1. Overview

Java Sampling Profilers are usually designed using the JVM Tool Interface (JVMTI) and collect stack traces at a safepoint. Therefore, these sampling profilers can suffer from the safepoint bias problem.

For a holistic view of the application, we need a sampling profiler that doesn’t require threads to be at safepoints and can collect the stack traces at any time to avoid the safepoint bias problem.

In this tutorial, we’ll explore async-profiler along with various profiling techniques it offers.

2. async-profiler

async-profiler is a sampling profiler for any JDK based on the HotSpot JVM. It has low overhead and doesn’t rely on JVMTI.

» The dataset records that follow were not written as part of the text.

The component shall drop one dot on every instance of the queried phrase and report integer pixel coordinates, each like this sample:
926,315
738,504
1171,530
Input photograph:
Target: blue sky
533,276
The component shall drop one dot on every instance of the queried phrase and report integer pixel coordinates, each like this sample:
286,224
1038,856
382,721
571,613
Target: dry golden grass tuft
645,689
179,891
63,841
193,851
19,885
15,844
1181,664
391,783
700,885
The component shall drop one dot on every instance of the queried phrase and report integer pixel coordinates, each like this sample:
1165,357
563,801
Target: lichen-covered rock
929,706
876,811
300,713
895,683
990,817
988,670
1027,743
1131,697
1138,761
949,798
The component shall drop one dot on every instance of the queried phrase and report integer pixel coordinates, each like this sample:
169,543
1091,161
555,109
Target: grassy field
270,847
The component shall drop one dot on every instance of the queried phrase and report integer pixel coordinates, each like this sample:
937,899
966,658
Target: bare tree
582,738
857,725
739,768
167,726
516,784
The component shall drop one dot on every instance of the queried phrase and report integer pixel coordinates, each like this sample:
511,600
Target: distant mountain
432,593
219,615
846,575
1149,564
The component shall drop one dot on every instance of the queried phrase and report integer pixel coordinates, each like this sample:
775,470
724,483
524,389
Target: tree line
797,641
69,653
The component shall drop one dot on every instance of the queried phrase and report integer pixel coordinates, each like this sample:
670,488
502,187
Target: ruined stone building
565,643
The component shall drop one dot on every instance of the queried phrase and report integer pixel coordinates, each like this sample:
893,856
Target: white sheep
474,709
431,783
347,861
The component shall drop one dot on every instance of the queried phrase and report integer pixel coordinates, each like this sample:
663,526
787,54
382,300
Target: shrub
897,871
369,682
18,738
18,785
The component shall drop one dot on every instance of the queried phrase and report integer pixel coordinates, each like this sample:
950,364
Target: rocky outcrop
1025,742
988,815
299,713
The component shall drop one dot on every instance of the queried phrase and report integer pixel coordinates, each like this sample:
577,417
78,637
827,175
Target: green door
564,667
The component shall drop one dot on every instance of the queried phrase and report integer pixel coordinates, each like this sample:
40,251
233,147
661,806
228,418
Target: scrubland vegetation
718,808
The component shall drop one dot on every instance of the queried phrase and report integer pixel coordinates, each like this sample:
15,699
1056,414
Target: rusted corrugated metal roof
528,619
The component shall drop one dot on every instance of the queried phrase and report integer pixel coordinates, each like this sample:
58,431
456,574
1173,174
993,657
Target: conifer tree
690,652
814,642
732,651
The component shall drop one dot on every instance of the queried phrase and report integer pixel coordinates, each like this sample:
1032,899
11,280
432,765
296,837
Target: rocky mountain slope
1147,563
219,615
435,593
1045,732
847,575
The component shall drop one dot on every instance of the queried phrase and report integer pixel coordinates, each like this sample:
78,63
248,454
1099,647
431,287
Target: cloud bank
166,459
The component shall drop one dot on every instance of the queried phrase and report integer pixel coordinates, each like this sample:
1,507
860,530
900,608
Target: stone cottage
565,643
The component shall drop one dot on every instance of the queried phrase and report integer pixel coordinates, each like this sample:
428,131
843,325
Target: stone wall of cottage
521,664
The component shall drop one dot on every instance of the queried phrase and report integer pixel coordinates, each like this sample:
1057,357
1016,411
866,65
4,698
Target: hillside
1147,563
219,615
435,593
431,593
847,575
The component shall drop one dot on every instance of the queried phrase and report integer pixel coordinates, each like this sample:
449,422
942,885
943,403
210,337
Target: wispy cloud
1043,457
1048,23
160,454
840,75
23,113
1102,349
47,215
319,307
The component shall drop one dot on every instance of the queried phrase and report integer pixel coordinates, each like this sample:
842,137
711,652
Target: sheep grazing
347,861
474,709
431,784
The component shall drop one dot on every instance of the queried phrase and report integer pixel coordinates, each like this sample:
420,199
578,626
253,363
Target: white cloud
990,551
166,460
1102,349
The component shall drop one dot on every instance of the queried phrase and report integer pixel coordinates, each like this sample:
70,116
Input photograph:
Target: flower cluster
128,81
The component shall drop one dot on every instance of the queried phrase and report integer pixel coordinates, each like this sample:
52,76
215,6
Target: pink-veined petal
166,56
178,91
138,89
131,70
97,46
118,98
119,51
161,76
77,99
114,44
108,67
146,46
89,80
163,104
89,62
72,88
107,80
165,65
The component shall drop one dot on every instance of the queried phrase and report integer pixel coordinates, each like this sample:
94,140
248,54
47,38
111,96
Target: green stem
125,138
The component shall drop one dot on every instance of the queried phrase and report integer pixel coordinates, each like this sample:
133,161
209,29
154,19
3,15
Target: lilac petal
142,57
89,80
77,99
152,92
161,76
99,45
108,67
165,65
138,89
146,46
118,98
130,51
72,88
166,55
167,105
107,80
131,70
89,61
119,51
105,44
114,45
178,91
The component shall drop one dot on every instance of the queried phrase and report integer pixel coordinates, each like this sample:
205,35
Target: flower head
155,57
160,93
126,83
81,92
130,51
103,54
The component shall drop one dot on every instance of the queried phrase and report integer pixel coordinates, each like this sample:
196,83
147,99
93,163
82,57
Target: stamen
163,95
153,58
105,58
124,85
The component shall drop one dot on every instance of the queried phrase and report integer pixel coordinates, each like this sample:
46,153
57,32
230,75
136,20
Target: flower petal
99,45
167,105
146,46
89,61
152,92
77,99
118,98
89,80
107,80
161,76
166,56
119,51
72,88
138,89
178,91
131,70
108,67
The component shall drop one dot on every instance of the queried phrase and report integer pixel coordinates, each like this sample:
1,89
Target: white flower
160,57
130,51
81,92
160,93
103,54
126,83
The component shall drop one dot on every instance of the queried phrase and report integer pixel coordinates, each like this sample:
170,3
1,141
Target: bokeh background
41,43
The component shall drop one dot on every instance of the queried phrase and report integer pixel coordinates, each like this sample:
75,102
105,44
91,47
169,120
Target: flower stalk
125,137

It avoids the safepoint bias problem by using the AsyncGetCallTrace API provided by HotSpot JVM to profile the Java code paths, and Linux’s perf_events to profile the native code paths.

In other words, the profiler matches call stacks of both Java code and native code paths to produce accurate results.

3. Setup

3.1. Installation

First, we’ll download the latest release of async-profiler based on our platform. Currently, it supports Linux and macOS platforms only.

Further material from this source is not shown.